Paradoxale remarque, il est vrai, qui peinerait à juger troublante l’opposition que l’auteur construit entre l'art régionaliste et l'art international. Mais… Pour reprendre l’exemple de la littérature policière corse : elle n’est en rien « régionaliste », même si elle se crée en région - et c’est là toute la différence. En conséquence, il est plus dommageable encore de voir surgir sous la plume de notre auteur un émouvant appel au renouveau de la culture française, qui passerait par l'essor des "petits porteurs de culture". « Petits porteurs », soit dit en passant, qu’il éprouve beaucoup de difficulté à décrire… Et puis, qu’entendre dans une pareille expression ? Que les « petits » éditeurs corses seraient porteurs d’une culture touchante mais somme toute peu à même de converser avec le monde dans sa diversité et son ambition ?
La culture d’Etat qui s’est imposée sous Jack Lang ne fut pas toujours novatrice – ni convaincante. Pour autant, doit-on penser que le renouvellement de la culture ne peut passer que par l’émergence d’acteurs non institutionnels ? Blogs et réseaux témoignent avec force de l’émergence d’un renouveau culturel qui se cherche, s’invente, balbutie encore. Il me semble néanmoins que le premier enjeu sera celui de l'essor de structures d’écho capables de restituer la vitalité de ce renouveau dans toute son étendue – au lieu que la presse nationale s’enferme dans un clientélisme douteux.

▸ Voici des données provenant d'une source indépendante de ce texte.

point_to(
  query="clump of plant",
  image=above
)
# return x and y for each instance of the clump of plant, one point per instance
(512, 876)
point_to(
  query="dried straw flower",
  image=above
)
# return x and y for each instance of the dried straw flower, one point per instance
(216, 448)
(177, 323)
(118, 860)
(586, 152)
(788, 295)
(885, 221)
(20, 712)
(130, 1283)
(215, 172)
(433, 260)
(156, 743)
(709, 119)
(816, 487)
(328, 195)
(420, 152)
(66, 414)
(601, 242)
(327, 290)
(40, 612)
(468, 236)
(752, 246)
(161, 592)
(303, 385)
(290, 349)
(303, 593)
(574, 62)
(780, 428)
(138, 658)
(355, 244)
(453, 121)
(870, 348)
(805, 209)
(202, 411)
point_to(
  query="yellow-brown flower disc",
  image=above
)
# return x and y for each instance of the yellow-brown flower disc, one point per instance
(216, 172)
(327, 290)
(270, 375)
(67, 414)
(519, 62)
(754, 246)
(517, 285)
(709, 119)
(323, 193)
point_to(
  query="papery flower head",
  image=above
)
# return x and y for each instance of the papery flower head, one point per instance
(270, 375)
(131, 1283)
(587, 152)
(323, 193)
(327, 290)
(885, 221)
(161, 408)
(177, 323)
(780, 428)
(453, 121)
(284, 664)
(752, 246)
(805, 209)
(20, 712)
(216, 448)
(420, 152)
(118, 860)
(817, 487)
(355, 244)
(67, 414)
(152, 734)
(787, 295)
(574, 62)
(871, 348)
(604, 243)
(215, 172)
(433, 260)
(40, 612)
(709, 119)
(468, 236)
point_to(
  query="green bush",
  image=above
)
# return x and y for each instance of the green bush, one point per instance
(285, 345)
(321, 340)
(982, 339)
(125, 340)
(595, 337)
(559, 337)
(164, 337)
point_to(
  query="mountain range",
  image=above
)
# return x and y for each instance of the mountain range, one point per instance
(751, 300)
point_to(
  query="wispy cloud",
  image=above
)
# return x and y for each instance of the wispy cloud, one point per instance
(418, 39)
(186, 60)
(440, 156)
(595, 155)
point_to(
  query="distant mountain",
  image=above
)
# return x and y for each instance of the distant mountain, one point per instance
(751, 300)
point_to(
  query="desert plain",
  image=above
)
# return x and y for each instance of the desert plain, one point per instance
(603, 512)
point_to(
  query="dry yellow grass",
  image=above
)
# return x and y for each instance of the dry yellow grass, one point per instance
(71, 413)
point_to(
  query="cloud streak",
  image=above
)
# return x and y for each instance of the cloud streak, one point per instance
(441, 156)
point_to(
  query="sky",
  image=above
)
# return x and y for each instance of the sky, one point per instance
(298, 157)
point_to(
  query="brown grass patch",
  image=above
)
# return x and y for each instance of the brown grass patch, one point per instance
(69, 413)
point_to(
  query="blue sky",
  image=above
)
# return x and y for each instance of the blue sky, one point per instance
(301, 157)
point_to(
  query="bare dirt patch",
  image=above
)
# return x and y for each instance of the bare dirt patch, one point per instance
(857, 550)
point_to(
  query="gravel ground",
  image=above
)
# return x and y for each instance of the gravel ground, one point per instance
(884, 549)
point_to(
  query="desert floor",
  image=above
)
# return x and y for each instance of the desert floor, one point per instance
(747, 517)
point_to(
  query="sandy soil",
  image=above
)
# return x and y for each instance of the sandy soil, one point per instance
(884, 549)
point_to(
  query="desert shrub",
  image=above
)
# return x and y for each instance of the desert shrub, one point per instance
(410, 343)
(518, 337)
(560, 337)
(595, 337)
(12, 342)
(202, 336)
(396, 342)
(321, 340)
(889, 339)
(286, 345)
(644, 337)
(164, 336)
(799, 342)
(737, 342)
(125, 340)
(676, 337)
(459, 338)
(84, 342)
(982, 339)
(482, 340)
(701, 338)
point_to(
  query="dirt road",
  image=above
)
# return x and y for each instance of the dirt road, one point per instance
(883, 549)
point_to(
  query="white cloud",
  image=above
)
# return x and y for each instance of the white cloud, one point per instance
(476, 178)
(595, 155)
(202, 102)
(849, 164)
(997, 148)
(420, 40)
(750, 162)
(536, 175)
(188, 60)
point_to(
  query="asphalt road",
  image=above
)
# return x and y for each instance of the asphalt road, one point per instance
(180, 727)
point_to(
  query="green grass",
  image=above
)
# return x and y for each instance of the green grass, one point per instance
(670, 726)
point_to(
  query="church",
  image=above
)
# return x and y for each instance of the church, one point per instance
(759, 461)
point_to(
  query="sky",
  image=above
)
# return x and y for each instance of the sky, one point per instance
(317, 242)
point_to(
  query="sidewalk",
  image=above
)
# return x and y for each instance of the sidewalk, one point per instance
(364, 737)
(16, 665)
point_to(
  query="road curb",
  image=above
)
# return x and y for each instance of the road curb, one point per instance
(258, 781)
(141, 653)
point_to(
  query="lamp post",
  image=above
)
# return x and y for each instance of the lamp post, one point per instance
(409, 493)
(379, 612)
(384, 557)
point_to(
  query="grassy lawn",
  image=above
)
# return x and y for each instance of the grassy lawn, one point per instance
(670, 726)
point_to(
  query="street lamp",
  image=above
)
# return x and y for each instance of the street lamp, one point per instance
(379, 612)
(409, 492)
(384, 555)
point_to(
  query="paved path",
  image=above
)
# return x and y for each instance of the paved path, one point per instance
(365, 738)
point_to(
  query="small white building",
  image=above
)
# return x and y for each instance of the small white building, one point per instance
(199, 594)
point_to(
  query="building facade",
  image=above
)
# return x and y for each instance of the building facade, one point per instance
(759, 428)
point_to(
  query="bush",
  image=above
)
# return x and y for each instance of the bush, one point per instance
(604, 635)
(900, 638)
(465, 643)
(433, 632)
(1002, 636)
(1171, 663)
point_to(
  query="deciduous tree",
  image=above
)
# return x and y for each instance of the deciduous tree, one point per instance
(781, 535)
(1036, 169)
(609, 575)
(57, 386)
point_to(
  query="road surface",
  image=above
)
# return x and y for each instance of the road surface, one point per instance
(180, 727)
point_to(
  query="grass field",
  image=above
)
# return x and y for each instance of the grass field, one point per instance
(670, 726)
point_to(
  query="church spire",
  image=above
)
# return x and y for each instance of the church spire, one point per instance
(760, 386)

Aujourd’hui émiettées, morcelées, atomisées, campant sur la déception de médias stipendiés, ces structures en friche sont une chance pour la création, en même temps que son écueil - à tout le moins la traduction d’une vitalité réelle, et d’une attente qui ne cesse de se creuser dans l’espace de la création contemporaine.
Attendons donc les premiers gestes du gouvernement de la culture selon Frédéric Mitterrand. La fonction est politique, en plus d’être culturelle. Restent en mémoire les Lettres d’amour en Somalie du présent Ministre : l'espoir d'une volonté politique qui pourrait ne pas vouloir décevoir. --Joël Jégouzo--
Le gouvernement de la culture, de Maryvonne de Saint Pulgent, sept. 1999, Gallimard, coll. Le Débat, 378 pages, ISBN-13: 978-2070751907, 24 euros.